I am starting to realize that God is giving me moments like this in order to seek Him and grow in my love for Him and His people. In every stranger, acquaintance, or friend who walks in and needs something, Jesus is waiting for me. That means that Jesus needs my patience. Jesus needs my kindness. He needs my heart and my compassion.

Sometimes my own selfishness is the only thing that really gets in the way of meeting Christ that day. Sometimes I am internally frustrated in a conversation and so I fail in loving the person that has come to “interrupt” my morning. And yet God is the one who plans out these meetings.
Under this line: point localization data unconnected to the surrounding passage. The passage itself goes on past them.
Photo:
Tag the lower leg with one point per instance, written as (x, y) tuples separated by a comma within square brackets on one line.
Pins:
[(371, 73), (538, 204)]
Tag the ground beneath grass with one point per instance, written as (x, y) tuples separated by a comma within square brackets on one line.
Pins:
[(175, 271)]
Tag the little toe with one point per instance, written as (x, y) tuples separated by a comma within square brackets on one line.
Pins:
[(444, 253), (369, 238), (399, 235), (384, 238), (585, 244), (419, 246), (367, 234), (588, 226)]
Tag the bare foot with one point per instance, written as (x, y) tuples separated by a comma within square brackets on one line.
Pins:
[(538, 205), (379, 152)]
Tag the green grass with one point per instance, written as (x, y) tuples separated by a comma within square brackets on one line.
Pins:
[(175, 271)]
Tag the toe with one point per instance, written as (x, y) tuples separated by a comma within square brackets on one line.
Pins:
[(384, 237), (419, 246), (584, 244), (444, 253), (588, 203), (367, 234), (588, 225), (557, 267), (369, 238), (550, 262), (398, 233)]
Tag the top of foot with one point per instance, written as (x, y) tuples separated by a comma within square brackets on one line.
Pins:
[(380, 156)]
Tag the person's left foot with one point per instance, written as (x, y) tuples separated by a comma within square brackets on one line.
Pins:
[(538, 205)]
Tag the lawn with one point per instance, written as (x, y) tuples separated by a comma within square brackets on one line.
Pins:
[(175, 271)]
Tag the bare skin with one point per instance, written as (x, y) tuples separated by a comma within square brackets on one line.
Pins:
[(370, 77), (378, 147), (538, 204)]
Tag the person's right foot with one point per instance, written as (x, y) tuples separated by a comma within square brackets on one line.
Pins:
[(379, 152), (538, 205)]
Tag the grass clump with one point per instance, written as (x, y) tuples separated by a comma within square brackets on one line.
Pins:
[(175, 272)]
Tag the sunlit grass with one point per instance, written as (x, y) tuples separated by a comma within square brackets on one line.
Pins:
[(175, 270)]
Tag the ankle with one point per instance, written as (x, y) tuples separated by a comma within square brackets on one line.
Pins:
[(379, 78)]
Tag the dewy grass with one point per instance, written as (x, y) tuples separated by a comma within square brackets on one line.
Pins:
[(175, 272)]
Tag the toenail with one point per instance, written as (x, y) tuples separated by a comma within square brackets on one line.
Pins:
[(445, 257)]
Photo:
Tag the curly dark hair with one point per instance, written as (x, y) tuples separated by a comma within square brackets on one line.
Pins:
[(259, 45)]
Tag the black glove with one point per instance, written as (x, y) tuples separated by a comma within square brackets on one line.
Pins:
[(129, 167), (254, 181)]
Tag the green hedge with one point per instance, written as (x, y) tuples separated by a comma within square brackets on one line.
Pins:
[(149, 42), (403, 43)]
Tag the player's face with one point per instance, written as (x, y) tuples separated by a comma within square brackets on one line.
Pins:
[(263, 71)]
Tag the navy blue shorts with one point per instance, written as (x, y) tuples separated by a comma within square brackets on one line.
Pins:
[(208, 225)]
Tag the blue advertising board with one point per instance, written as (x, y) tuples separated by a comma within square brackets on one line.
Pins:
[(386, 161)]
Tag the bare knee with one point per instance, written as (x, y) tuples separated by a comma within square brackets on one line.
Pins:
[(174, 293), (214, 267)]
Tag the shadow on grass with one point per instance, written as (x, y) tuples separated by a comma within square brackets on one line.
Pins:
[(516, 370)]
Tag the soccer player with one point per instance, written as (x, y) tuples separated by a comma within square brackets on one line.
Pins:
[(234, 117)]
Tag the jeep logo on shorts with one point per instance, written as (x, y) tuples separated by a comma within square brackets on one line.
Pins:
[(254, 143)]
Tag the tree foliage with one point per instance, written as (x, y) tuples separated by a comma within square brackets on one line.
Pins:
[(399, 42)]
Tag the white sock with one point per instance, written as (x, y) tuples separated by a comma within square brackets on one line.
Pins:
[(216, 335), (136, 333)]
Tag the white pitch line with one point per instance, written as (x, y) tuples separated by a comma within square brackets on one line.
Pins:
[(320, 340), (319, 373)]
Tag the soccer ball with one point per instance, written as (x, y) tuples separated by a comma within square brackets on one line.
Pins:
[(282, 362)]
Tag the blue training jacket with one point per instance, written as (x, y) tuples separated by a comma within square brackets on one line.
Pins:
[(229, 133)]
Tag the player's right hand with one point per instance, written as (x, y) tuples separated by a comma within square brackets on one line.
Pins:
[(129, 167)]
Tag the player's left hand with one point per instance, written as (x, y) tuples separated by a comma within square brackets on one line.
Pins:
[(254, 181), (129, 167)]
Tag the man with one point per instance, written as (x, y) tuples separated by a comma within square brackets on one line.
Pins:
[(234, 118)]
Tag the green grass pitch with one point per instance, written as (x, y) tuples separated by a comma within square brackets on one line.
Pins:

As a missionary, I owe every person my time.

Pope Francis calls me out in his encyclical “The Joy of the Gospel”. He says, “At a time when we most need a missionary dynamism which will bring salt and light to the world, many lay people fear that they may be asked to undertake some apostolic work and they seek to avoid any responsibility that may take away from their free time.” Whoa, what an insight into the justified selfishness that we often live out as human beings. Thankfully, his solution to this is simple: “For all this, I repeat: Let us not allow ourselves to be robbed of the joy of evangelization!”

Please pray for me to find again and again the joy of evangelization, to seek Him in the interruptions and meet Him in the face of those in need.